Подняв голову, Сильвина встретила его полный доброты взгляд.

— А вы тоже… будете помнить… сегодняшний день? — спросила она чуть слышно.

— Конечно, буду, — ответил он. — Или вы думаете, что для меня этот день не был, как и для вас, днем чудес?

— Я надеюсь, — отозвалась она чуть прерывающимся голосом.

Опять казалось, что между ними возникла какая-то странная связь. Маркиз стоял неподвижно до тех пор, пока она с явным, почти физическим, усилием не отодвинулась от него.

— Мне пора… — тихо проговорила она.

— Я подумал — вам может не захотеться, чтобы я провожал вас до кареты, — сказал маркиз. — Так будет разумнее, иначе кто-нибудь может увидеть нас вместе, и местные сплетники возьмутся за дело.

— Да, конечно, — согласилась Сильвина. — Вы очень добры, что заботитесь о моем… о моей репутации.

— Я буду думать о вас все время до нашей завтрашней встречи, — твердо сказал маркиз.

Сильвина вложила свои пальчики в его руку.

— До свидания, сэр Юстин, — прошептала она. — Прощайте. Еще раз от всего сердца благодарю вас.

— Это я должен благодарить вас, лесную нимфу, которая так неожиданно принесла мне столько радости, — ответил маркиз.

Удержав ее руку в своей, он склонил голову и поцеловал ее пальцы.

Мгновение она не двигалась, потом выдернула руку и бросилась бежать по аллее. Шляпка, подвешенная за ленты, болталась у нее на руке, волосы, как расплавленное золото, переливались в лучах солнца, пронизывающих кроны деревьев.

Алтон смотрел ей вслед, видел, как девушка добежала до кареты, как с запяток спрыгнул лакей и открыл перед ней дверцу. Она впорхнула в карету, и дверца захлопнулась.

Маркиз ожидал, что Сильвина выглянет из окна, но она не сделала этого; кучер хлестнул лошадей, и карета скрылась из вида.

Еще долго стоял маркиз, глядя на опустевшую аллею. Он испытывал смущение, смятение и был бесконечно заинтригован.

Кем была эта девушка? Кто так запугал ее? И почему ее так расстроила мысль о том, что Алтон пытается поймать кого-то?

Постепенно маркиз пришел в себя. Ему казалось, что он три часа провел во сне, — но никогда еще его сны не были такими захватывающими.

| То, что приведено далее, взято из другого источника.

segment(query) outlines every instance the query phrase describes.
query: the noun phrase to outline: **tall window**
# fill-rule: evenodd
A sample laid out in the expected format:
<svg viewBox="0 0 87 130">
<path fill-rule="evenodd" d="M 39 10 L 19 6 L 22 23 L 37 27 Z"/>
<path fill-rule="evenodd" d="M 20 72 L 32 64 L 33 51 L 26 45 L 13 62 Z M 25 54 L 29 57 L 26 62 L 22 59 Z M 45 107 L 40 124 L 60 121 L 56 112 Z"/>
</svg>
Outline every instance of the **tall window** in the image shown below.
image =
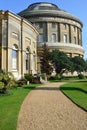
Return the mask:
<svg viewBox="0 0 87 130">
<path fill-rule="evenodd" d="M 52 42 L 56 42 L 56 34 L 52 34 Z"/>
<path fill-rule="evenodd" d="M 56 24 L 55 23 L 52 23 L 52 28 L 56 28 Z"/>
<path fill-rule="evenodd" d="M 63 28 L 64 28 L 64 30 L 66 29 L 66 24 L 63 24 Z"/>
<path fill-rule="evenodd" d="M 43 23 L 39 23 L 39 28 L 43 28 Z"/>
<path fill-rule="evenodd" d="M 40 35 L 39 35 L 39 38 L 38 38 L 38 42 L 43 42 L 43 40 L 44 40 L 44 39 L 43 39 L 43 34 L 40 34 Z"/>
<path fill-rule="evenodd" d="M 12 47 L 12 69 L 17 70 L 18 67 L 18 48 L 16 45 Z"/>
<path fill-rule="evenodd" d="M 74 43 L 76 44 L 76 37 L 74 37 Z"/>
<path fill-rule="evenodd" d="M 66 34 L 63 35 L 63 42 L 67 43 L 67 35 Z"/>
<path fill-rule="evenodd" d="M 25 63 L 26 63 L 26 70 L 29 70 L 29 50 L 28 49 L 26 49 Z"/>
</svg>

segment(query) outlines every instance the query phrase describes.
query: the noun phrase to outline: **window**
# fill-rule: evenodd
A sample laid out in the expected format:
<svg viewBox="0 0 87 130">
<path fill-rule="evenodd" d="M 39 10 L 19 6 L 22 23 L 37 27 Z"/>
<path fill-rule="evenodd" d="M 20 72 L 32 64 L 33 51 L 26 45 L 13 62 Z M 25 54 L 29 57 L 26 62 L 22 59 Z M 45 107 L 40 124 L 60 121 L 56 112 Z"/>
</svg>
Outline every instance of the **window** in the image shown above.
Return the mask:
<svg viewBox="0 0 87 130">
<path fill-rule="evenodd" d="M 38 42 L 43 42 L 43 34 L 39 35 Z"/>
<path fill-rule="evenodd" d="M 56 24 L 55 23 L 52 23 L 52 28 L 56 28 Z"/>
<path fill-rule="evenodd" d="M 18 66 L 18 48 L 16 45 L 12 47 L 12 69 L 17 70 Z"/>
<path fill-rule="evenodd" d="M 25 63 L 26 63 L 26 70 L 29 70 L 29 50 L 26 49 L 26 58 L 25 58 Z"/>
<path fill-rule="evenodd" d="M 28 37 L 26 37 L 26 38 L 25 38 L 25 43 L 31 45 L 31 39 L 28 38 Z"/>
<path fill-rule="evenodd" d="M 74 43 L 76 44 L 76 37 L 74 37 Z"/>
<path fill-rule="evenodd" d="M 52 42 L 56 42 L 56 34 L 52 34 Z"/>
<path fill-rule="evenodd" d="M 76 32 L 76 27 L 75 26 L 73 27 L 73 29 L 74 29 L 74 32 Z"/>
<path fill-rule="evenodd" d="M 63 36 L 63 42 L 64 42 L 64 43 L 67 42 L 67 35 L 66 35 L 66 34 L 64 34 L 64 36 Z"/>
<path fill-rule="evenodd" d="M 64 28 L 64 30 L 66 29 L 66 24 L 63 24 L 63 28 Z"/>
<path fill-rule="evenodd" d="M 43 28 L 43 23 L 39 23 L 39 28 Z"/>
</svg>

Медленно он возвращался через сады домой, чувствуя, что гнев, с утра обуревавший его душу, бесследно прошел. Его сменило любопытство — любопытство, которое рано или поздно должно было быть удовлетворено.

Глава 4

— Если ты еще раз потянешь мне волосы, безрукая деревенщина, я дам тебе оплеуху, — в ярости сказала леди Леона.

Ее горничная, только что привезенная из деревни и не привыкшая к истерикам знати, затрепетала от страха.

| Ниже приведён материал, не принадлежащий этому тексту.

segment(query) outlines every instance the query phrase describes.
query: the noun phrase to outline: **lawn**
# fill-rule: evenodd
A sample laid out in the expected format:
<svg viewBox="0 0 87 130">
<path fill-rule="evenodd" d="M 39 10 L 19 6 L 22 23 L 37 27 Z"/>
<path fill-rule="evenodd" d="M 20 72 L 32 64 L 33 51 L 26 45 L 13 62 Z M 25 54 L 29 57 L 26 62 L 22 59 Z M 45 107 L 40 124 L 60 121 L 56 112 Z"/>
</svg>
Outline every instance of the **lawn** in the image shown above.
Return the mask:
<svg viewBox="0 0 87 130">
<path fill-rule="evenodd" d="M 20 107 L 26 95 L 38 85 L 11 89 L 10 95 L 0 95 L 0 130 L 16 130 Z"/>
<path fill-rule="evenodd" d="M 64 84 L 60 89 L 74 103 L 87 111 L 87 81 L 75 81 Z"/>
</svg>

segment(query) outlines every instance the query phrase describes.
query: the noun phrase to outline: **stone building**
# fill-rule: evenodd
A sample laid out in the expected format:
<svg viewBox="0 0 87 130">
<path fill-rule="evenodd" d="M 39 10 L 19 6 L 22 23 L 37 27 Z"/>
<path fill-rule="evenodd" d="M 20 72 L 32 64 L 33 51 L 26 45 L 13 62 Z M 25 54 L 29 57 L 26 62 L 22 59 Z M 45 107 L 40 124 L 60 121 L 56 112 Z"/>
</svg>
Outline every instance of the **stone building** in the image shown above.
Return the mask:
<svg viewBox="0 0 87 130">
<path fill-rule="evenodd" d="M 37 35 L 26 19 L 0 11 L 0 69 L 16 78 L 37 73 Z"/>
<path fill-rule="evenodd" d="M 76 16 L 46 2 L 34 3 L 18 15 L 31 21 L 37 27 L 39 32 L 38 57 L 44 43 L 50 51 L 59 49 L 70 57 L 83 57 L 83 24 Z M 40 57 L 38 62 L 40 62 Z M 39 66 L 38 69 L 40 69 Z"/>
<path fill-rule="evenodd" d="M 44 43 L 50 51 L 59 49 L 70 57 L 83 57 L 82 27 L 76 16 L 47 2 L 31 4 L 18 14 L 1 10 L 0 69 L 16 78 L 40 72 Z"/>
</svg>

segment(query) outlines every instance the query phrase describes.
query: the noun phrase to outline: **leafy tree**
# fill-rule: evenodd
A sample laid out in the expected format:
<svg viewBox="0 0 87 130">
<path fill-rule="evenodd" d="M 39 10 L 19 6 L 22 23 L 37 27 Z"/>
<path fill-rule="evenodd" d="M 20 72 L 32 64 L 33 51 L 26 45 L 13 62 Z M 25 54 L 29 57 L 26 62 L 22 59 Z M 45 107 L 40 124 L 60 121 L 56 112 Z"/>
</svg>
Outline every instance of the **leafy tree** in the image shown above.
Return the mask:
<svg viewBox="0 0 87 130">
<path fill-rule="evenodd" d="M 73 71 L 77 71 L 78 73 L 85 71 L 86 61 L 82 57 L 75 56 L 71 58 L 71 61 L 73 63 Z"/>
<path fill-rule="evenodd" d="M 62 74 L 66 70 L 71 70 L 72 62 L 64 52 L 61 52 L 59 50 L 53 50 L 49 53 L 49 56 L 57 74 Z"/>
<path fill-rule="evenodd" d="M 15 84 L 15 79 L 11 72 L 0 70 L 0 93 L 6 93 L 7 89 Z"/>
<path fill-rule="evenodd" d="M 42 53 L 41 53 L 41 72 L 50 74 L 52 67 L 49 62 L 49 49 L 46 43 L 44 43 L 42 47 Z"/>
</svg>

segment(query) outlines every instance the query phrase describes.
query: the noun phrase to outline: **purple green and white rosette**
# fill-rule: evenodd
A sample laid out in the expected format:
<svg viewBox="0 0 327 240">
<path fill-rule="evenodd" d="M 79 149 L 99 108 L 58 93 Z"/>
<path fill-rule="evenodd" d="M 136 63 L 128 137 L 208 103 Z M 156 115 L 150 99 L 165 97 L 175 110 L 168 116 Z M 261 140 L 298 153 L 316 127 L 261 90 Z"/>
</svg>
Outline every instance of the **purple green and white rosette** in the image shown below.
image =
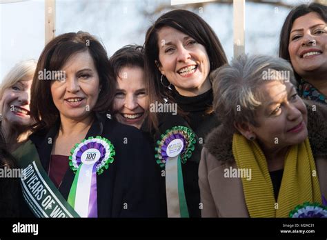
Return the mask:
<svg viewBox="0 0 327 240">
<path fill-rule="evenodd" d="M 186 163 L 195 149 L 195 134 L 185 126 L 167 130 L 157 141 L 157 163 L 165 168 L 168 217 L 189 217 L 181 163 Z"/>
<path fill-rule="evenodd" d="M 297 206 L 289 216 L 292 218 L 327 218 L 327 206 L 305 202 Z"/>
<path fill-rule="evenodd" d="M 97 217 L 97 174 L 114 161 L 115 148 L 104 137 L 83 139 L 70 150 L 69 165 L 75 173 L 68 201 L 81 217 Z"/>
</svg>

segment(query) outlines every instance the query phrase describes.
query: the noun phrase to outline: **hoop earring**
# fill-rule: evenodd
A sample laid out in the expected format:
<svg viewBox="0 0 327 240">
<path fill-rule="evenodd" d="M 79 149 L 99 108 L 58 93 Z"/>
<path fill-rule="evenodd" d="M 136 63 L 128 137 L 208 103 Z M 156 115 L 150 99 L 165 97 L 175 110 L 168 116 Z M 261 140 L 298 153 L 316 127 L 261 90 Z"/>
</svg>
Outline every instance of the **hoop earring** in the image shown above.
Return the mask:
<svg viewBox="0 0 327 240">
<path fill-rule="evenodd" d="M 160 81 L 161 82 L 161 85 L 165 88 L 168 88 L 170 90 L 172 90 L 172 88 L 170 87 L 172 83 L 169 83 L 168 86 L 166 86 L 165 84 L 164 84 L 164 83 L 162 82 L 162 77 L 164 77 L 164 75 L 162 75 L 162 74 L 161 74 L 161 77 L 160 77 Z"/>
</svg>

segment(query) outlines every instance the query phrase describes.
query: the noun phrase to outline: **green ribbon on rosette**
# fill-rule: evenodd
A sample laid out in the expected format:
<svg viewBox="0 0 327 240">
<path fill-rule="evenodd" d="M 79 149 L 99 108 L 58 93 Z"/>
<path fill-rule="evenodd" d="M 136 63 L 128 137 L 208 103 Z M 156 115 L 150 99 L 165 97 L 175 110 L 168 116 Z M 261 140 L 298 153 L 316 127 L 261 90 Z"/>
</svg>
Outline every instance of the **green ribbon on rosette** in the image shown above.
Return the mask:
<svg viewBox="0 0 327 240">
<path fill-rule="evenodd" d="M 70 151 L 69 165 L 75 173 L 68 201 L 82 217 L 97 217 L 97 174 L 113 162 L 116 152 L 111 142 L 97 136 L 83 139 Z"/>
<path fill-rule="evenodd" d="M 168 217 L 189 217 L 181 163 L 185 164 L 192 156 L 195 142 L 193 131 L 181 126 L 167 130 L 157 142 L 157 163 L 166 171 Z"/>
</svg>

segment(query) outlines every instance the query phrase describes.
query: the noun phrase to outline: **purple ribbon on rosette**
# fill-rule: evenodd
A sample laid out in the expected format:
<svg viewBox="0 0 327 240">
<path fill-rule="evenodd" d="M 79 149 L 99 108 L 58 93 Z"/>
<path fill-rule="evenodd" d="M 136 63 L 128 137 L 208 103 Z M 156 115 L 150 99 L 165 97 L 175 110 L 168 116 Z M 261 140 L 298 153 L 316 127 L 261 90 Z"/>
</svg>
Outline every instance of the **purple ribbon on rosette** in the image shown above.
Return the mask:
<svg viewBox="0 0 327 240">
<path fill-rule="evenodd" d="M 69 165 L 76 175 L 68 203 L 81 217 L 97 217 L 97 173 L 101 174 L 113 161 L 114 146 L 106 138 L 91 137 L 76 144 L 70 152 Z"/>
</svg>

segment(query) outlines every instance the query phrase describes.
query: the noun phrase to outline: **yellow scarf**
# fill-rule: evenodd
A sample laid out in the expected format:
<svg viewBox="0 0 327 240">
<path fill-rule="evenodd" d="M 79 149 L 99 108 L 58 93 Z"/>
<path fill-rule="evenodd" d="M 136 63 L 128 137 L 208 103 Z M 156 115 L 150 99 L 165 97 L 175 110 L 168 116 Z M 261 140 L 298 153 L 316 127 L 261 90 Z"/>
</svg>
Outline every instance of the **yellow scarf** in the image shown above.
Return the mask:
<svg viewBox="0 0 327 240">
<path fill-rule="evenodd" d="M 286 154 L 283 178 L 275 203 L 267 161 L 255 141 L 239 134 L 232 138 L 232 153 L 238 168 L 251 169 L 251 179 L 242 178 L 250 217 L 288 217 L 305 201 L 321 203 L 321 194 L 309 140 L 293 146 Z"/>
</svg>

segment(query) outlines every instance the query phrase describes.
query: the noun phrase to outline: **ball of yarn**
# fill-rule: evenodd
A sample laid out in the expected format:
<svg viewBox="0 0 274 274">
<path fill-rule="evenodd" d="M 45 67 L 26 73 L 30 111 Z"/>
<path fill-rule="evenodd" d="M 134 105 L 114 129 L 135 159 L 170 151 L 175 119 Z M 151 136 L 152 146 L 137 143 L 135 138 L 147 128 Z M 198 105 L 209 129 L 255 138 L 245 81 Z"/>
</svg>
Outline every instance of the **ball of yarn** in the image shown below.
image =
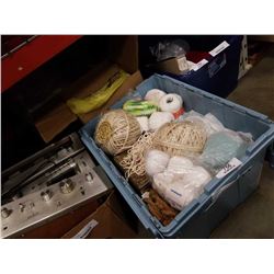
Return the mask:
<svg viewBox="0 0 274 274">
<path fill-rule="evenodd" d="M 170 93 L 161 98 L 159 106 L 163 112 L 172 113 L 176 118 L 183 114 L 183 100 L 175 93 Z M 180 115 L 178 115 L 180 114 Z"/>
<path fill-rule="evenodd" d="M 149 123 L 148 123 L 148 117 L 147 116 L 139 116 L 136 117 L 139 125 L 140 125 L 140 129 L 141 132 L 148 132 L 149 130 Z"/>
<path fill-rule="evenodd" d="M 171 122 L 161 126 L 155 134 L 153 148 L 170 156 L 201 153 L 205 146 L 206 133 L 199 124 Z"/>
<path fill-rule="evenodd" d="M 163 172 L 167 168 L 170 157 L 160 150 L 150 150 L 146 156 L 146 172 L 153 176 L 157 173 Z"/>
<path fill-rule="evenodd" d="M 94 139 L 105 152 L 118 155 L 129 149 L 140 135 L 139 123 L 133 115 L 123 110 L 114 110 L 100 119 Z"/>
<path fill-rule="evenodd" d="M 162 90 L 159 89 L 152 89 L 149 90 L 145 96 L 145 100 L 147 101 L 152 101 L 155 102 L 157 105 L 159 105 L 159 102 L 161 100 L 162 96 L 164 96 L 167 93 Z"/>
<path fill-rule="evenodd" d="M 174 116 L 170 112 L 155 112 L 149 117 L 149 129 L 156 130 L 163 124 L 169 123 L 174 119 Z"/>
</svg>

В дверь постучали и, — не дожидаясь разрешения, открыли ее. В комнату вошел виконт Тэтфорд.

— А, это ты, Перегрин! — проговорила леди Леона. — Не то, что тебе нужно в такую рань. Мало мне того, что приходится терпеть этих безмозглых дурех, потому что папа не может или не хочет найти денег, чтобы нанять мне приличную камеристку. Посмотри, как эта идиотка укладывает мне волосы!

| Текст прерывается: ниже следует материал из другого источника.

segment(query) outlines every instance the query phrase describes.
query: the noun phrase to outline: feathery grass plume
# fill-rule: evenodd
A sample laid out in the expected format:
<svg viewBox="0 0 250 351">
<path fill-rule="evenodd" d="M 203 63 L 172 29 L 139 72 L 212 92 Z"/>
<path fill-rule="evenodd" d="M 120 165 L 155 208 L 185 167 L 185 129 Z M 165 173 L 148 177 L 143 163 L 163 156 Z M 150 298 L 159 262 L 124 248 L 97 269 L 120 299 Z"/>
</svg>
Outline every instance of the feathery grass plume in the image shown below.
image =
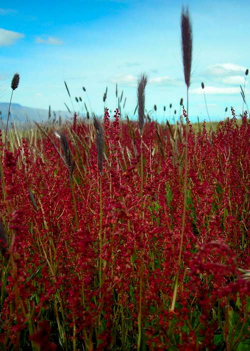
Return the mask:
<svg viewBox="0 0 250 351">
<path fill-rule="evenodd" d="M 64 103 L 64 104 L 65 105 L 65 106 L 66 106 L 66 108 L 67 109 L 67 110 L 68 110 L 68 111 L 69 112 L 69 113 L 70 113 L 70 115 L 71 115 L 71 111 L 70 111 L 70 109 L 68 108 L 68 105 L 66 105 L 66 104 L 65 103 Z"/>
<path fill-rule="evenodd" d="M 225 119 L 225 118 L 226 118 L 226 113 L 227 112 L 228 112 L 228 108 L 226 107 L 225 109 L 225 113 L 224 114 L 224 119 Z"/>
<path fill-rule="evenodd" d="M 61 142 L 62 148 L 62 151 L 64 152 L 65 163 L 67 166 L 68 169 L 68 172 L 70 173 L 70 183 L 71 181 L 72 174 L 73 174 L 74 169 L 75 163 L 74 161 L 72 162 L 72 161 L 70 151 L 68 147 L 68 142 L 66 137 L 64 133 L 62 133 L 60 135 L 60 141 Z"/>
<path fill-rule="evenodd" d="M 134 109 L 134 115 L 136 114 L 136 112 L 137 111 L 137 109 L 138 108 L 138 104 L 137 104 L 136 106 L 136 108 Z"/>
<path fill-rule="evenodd" d="M 189 16 L 188 8 L 186 11 L 182 7 L 181 15 L 180 27 L 182 31 L 182 54 L 183 66 L 184 69 L 184 78 L 186 86 L 186 113 L 184 115 L 186 117 L 186 133 L 185 142 L 185 156 L 184 160 L 184 201 L 183 210 L 182 217 L 182 231 L 180 234 L 180 244 L 179 254 L 178 256 L 178 262 L 177 272 L 175 278 L 175 282 L 173 291 L 172 302 L 171 304 L 170 310 L 174 310 L 176 306 L 176 299 L 177 297 L 178 291 L 178 283 L 180 275 L 180 270 L 182 263 L 182 251 L 183 247 L 183 241 L 184 237 L 184 231 L 185 227 L 186 211 L 186 201 L 187 193 L 187 183 L 188 183 L 188 88 L 190 87 L 190 76 L 191 74 L 191 66 L 192 63 L 192 29 L 190 18 Z"/>
<path fill-rule="evenodd" d="M 86 94 L 86 96 L 87 97 L 87 99 L 88 99 L 88 105 L 90 105 L 90 112 L 91 112 L 92 113 L 92 108 L 91 108 L 90 102 L 90 99 L 89 99 L 89 98 L 88 98 L 88 93 L 87 93 L 87 92 L 86 92 L 86 88 L 85 88 L 85 87 L 82 87 L 82 90 L 84 91 L 84 92 L 85 94 Z M 84 104 L 85 106 L 86 106 L 86 104 L 85 104 L 85 103 L 84 103 Z"/>
<path fill-rule="evenodd" d="M 142 134 L 144 126 L 144 111 L 145 109 L 145 88 L 146 87 L 148 78 L 146 75 L 143 73 L 139 79 L 137 86 L 137 98 L 138 106 L 138 117 L 140 134 Z"/>
<path fill-rule="evenodd" d="M 18 88 L 20 80 L 20 76 L 18 73 L 15 73 L 12 81 L 12 90 L 16 90 Z"/>
<path fill-rule="evenodd" d="M 10 117 L 10 106 L 12 105 L 12 97 L 13 96 L 13 92 L 14 91 L 14 90 L 16 90 L 16 89 L 18 88 L 18 84 L 19 84 L 19 81 L 20 80 L 20 76 L 18 75 L 18 73 L 15 73 L 13 76 L 12 79 L 12 84 L 11 84 L 12 92 L 12 95 L 10 97 L 10 104 L 8 105 L 8 115 L 7 116 L 7 123 L 6 124 L 6 130 L 5 131 L 5 140 L 4 140 L 4 150 L 5 150 L 5 148 L 6 147 L 6 138 L 7 138 L 7 131 L 8 130 L 8 118 Z"/>
<path fill-rule="evenodd" d="M 182 8 L 181 19 L 182 46 L 185 83 L 188 89 L 190 86 L 192 64 L 192 34 L 188 9 Z"/>
<path fill-rule="evenodd" d="M 98 119 L 95 115 L 93 115 L 93 123 L 96 132 L 96 149 L 98 169 L 102 174 L 104 161 L 104 129 Z"/>
</svg>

С этими словами леди Леона поднялась и в ярости растрепала причудливо улавшие пряди волос, которые ее горничная закалывала уже не менее получаса.

— Оставь их! — завопила она. — Убирайся, оставь меня в покое! Я не намерена больше терпеть твое неуклюжее ковыряние!

Молоденькая горничная, еще почти девочка, разрыдалась и выбежала из комнаты.

Виконт устроился в кресле, скрестив вытянутые ноги, и с довольным видом смотрел, как в его начищенных до блеска сапогах, над которыми долгие часы колдовал его камердинер, отражаются элегантные занавеси и полированная мебель.

— Что тебе от меня нужно? — неприятным тоном осведомилась сестра, приближая лицо к зеркалу, чтобы убедиться, что ее нежная кожа лишена каких бы то ни было изъянов.

— От дурного нрава у тебя будут морщины, — объявил ее брат.

— Морщины у меня появятся не от дурного нрава, а от отчаяния, — резко отвечала леди Леона. — Я догадываюсь, о чем ты собираешься вести речь.

— Надо полагать, это нечто чертовски более весомое, чем просто догадка, — отозвался виконт. — Прошло уже четыре дня с тех пор, как ты сообщила нам, что Алтон собирается сделать тебе предложение. Вот отец в ожидании его безвылазно и сидит в библиотеке, не осмеливаясь выйти из дома из-за опасения, что маркиз его не застанет, а мама считает и пересчитывает счета от модистки, закатывая истерики, а слуги стоят с протянутыми ладонями, ожидая жалованье, которое мы давно им задолжали. Что до меня, то если ты не окрутишь его, то меня засадят в долговую тюрьму.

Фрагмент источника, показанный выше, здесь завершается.